Sie sind seit 2008 Bundesvorsitzender der GDL. Wie lange möchten Sie noch weitermachen?
Ich bin sicher, dass es zum Start dieser Tarifrunde in den Medien wieder heißen wird: Das ist Weselskys letzte Runde und jetzt will er sich nochmal profilieren. Das wäre dann das dritte Mal, wo man mir das anhängt. Aber diesmal kann ich sagen: Jetzt ist es wirklich das letzte Mal, weil ich im September 2024 bei unserem Gewerkschaftstag nicht mehr kandidieren werde. Mein Nachfolger wird Mario Reiß, der schon an Bord ist und seit Juli 2022 parallel mit mir arbeitet. Wir trainieren uns quasi gegenseitig, wie man eine Gewerkschaft führt.
Wie verbringen Sie Ihre Zeit, wenn Sie nicht mehr GDL-Chef sind?

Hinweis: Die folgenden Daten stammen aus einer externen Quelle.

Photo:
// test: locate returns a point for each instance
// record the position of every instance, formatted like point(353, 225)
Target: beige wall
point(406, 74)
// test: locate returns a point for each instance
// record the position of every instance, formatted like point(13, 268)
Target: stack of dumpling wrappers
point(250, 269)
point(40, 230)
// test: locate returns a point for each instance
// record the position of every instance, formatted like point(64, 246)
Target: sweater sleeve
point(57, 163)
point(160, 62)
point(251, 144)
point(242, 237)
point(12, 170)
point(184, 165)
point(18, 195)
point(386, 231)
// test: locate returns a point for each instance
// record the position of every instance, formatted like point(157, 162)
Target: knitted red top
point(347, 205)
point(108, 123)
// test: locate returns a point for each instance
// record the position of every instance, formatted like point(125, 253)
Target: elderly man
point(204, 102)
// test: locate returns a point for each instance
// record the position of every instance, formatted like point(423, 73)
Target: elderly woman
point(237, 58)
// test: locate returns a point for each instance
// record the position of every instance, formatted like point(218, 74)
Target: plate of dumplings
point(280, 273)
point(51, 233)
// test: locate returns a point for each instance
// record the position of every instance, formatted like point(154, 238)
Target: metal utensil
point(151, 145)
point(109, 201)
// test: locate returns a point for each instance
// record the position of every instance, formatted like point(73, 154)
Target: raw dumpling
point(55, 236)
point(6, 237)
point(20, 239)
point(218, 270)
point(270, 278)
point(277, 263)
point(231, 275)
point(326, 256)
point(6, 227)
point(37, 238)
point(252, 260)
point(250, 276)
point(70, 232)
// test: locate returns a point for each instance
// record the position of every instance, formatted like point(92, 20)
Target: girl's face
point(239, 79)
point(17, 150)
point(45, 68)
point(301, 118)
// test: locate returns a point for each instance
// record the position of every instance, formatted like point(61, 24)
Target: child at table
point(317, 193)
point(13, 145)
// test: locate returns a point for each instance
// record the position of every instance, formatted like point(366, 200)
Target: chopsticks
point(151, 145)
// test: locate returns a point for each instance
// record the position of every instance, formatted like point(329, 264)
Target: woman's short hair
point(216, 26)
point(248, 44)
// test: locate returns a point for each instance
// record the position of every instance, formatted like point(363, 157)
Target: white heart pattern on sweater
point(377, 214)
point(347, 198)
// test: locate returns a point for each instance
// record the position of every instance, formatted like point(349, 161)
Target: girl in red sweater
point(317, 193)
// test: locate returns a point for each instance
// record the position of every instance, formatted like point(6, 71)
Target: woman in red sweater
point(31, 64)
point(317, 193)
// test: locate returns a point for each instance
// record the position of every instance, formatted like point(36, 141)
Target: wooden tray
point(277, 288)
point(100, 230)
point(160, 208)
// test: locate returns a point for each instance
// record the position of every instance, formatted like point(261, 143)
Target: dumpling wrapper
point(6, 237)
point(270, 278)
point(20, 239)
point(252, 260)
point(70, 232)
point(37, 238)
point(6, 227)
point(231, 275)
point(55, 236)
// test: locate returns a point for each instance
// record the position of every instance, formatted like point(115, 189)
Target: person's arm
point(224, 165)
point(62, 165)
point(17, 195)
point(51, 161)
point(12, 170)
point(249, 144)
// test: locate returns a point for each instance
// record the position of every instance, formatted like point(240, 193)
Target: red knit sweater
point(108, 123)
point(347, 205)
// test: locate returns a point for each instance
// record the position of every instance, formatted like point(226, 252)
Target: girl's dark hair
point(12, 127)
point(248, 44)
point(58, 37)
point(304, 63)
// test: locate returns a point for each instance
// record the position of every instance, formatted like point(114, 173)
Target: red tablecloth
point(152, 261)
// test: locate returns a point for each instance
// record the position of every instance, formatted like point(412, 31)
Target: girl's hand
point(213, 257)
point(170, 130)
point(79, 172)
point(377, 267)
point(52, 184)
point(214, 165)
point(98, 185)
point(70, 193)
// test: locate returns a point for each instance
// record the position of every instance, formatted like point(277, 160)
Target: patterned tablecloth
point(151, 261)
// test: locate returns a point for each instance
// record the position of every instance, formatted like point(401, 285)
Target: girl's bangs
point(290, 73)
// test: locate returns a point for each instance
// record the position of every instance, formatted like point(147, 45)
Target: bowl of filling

Ich bleibe stellvertretender Bundesvorsitzender beim Dachverband dbb und werde das auch noch eine Weile weitermachen. Ansonsten stelle ich gerne mein Wissen zur Verfügung. Aber es gibt auch noch viele andere schöne Dinge im Leben und ich habe noch viel zu tun. Ich bin auch handwerklich und im Garten wirklich gut unterwegs und daher werde ich mich dem stärker widmen können, was ich in den vergangenen Jahren etwas vernachlässigt habe.